If you prefer K‑Means:
```bash
opticlust fit \
  --input data.csv \
  --text-col text \
  --method kmeans \
  --k 8 \
  --metric cosine \
  --out-assignments out_assignments.csv \
  --out-report out_report.json
```

---

## API Reference (Configs)

### `EmbeddingConfig`
- `model_name: str` Sentence-Transformers model id. Use `"tfidf"` for TF‑IDF fallback.
- `device: str` `"auto"`, `"cpu"`, or specific like `"cuda:0"`.
- `batch_size: int` Embedding batch size.
- `max_length: int` Truncation length for transformer models (ignored for TF‑IDF).

### `ReductionConfig`
- `var_ratio: float` Target explained variance ratio for PCA; number of components is auto-chosen.
- `max_components: int` Hard cap on PCA components.
- `plot_2d_method: str` `"pca"` or `"tsne"` for 2D projection saved in `result_df`.

### `ClusterConfig`
- `method: str` `"dbscan"` or `"kmeans"`.
- `metric: str` `"euclidean"` or `"cosine"`.
- **DBSCAN-only**:
  - `min_samples: int` Minimum points to form a core point.
  - `eps_start, eps_end, eps_lr: float` Range and learning rate for epsilon sweep.
  - `use_tsne: bool` If `True`, compute a 2D t‑SNE projection for visualization (costly on large data).
- **K‑Means-only**:
  - `k: int | None` Number of clusters.

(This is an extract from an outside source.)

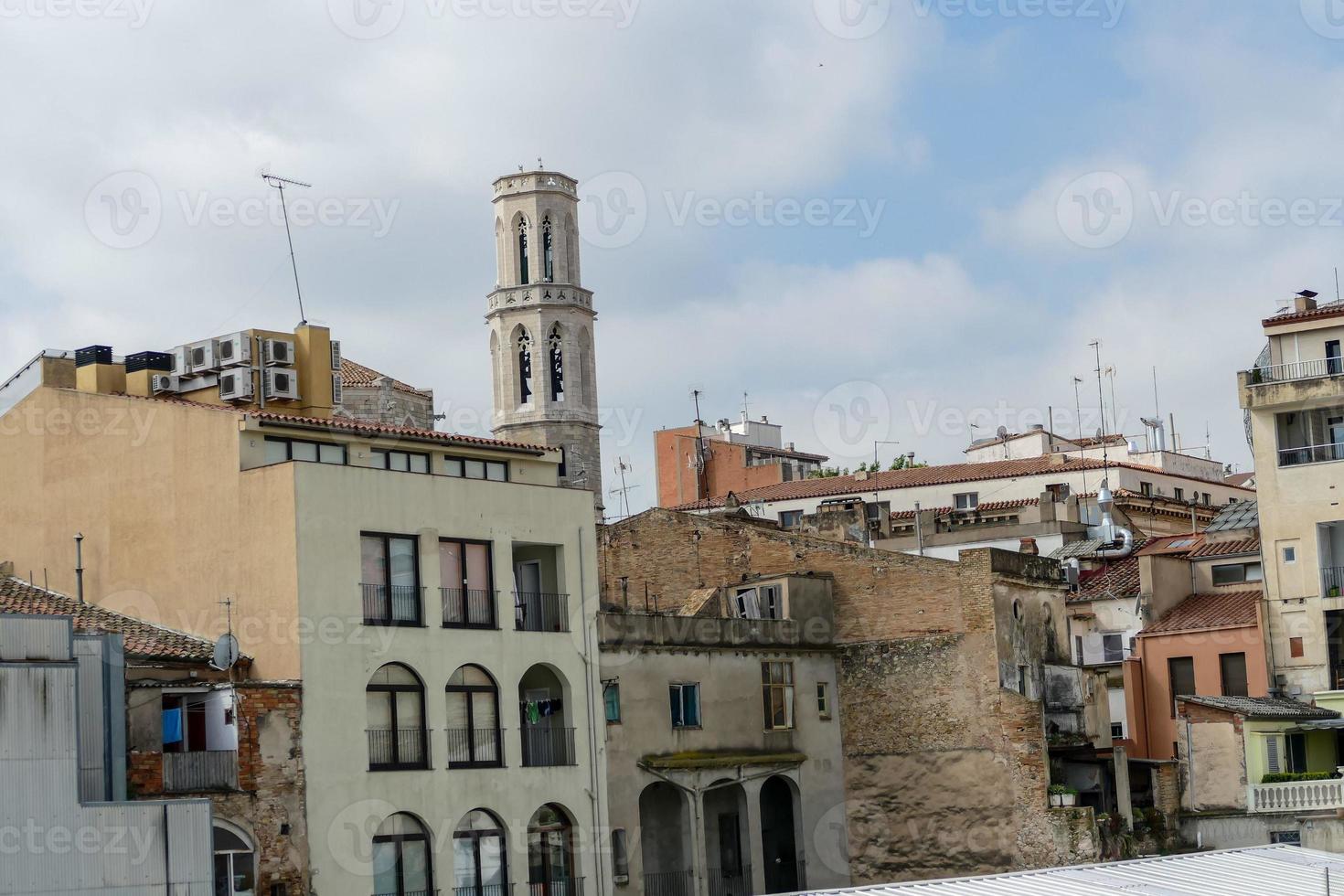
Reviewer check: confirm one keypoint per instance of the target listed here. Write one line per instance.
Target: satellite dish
(226, 653)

If `None`, the algorithm may pick a heuristic (e.g., sqrt(n)).

### `ReportingConfig`
- `top_representatives: int` Number of exemplar texts per cluster in the report.
- Additional fields may include saving keyword summaries, noise cluster handling, etc., depending on version.

### `FitResult`
- `result_df: pd.DataFrame` One row per sample with columns like `text`, `label`, `pca_x`, `pca_y` or `tsne_x`, `tsne_y`.
- `report: dict` Cluster‑level statistics and exemplar texts.
- `embeddings: np.ndarray` High‑dimensional embeddings.
- `reduced: np.ndarray | None` PCA‑reduced array (if reduction enabled).

---

## Tips and Guidance

- **Scale matters**: structure becomes more reliable as you approach thousands of texts. With only dozens, expect less stable clusters.
- **Metric**: if you normalize embeddings (default when using cosine), try `metric="cosine"` for DBSCAN and K‑Means.
- **DBSCAN tuning**: sweep `eps` across a sensible range. Start narrow if your data is dense; widen for varied topics.
- **Hardware**: on CPU, transformer embeddings can be slow. If you have a GPU, set `device="cuda:0"` or keep `auto` and let the library decide.
- **Caching**: for repeated runs on the same data, consider caching embeddings to disk.
- **Reproducibility**: set `random_state` where available for deterministic behavior.

---

## Troubleshooting

- **ValueError: perplexity must be less than n_samples**  
  You asked for t‑SNE on too few samples. Lower `perplexity` (if configurable) or disable `use_tsne` until you have more data.
- **Out of memory during embedding**  
  Reduce `batch_size`, switch to a smaller model, or use TF‑IDF fallback (`model_name="tfidf"`).
- **All points labeled -1 (noise) in DBSCAN**  
  Increase `eps`, decrease `min_samples`, or switch to cosine distance.

---

## License

This project is released under the MIT License. See `LICENSE` for details.

---

## Changelog

See `CHANGELOG.md` for notable changes between releases.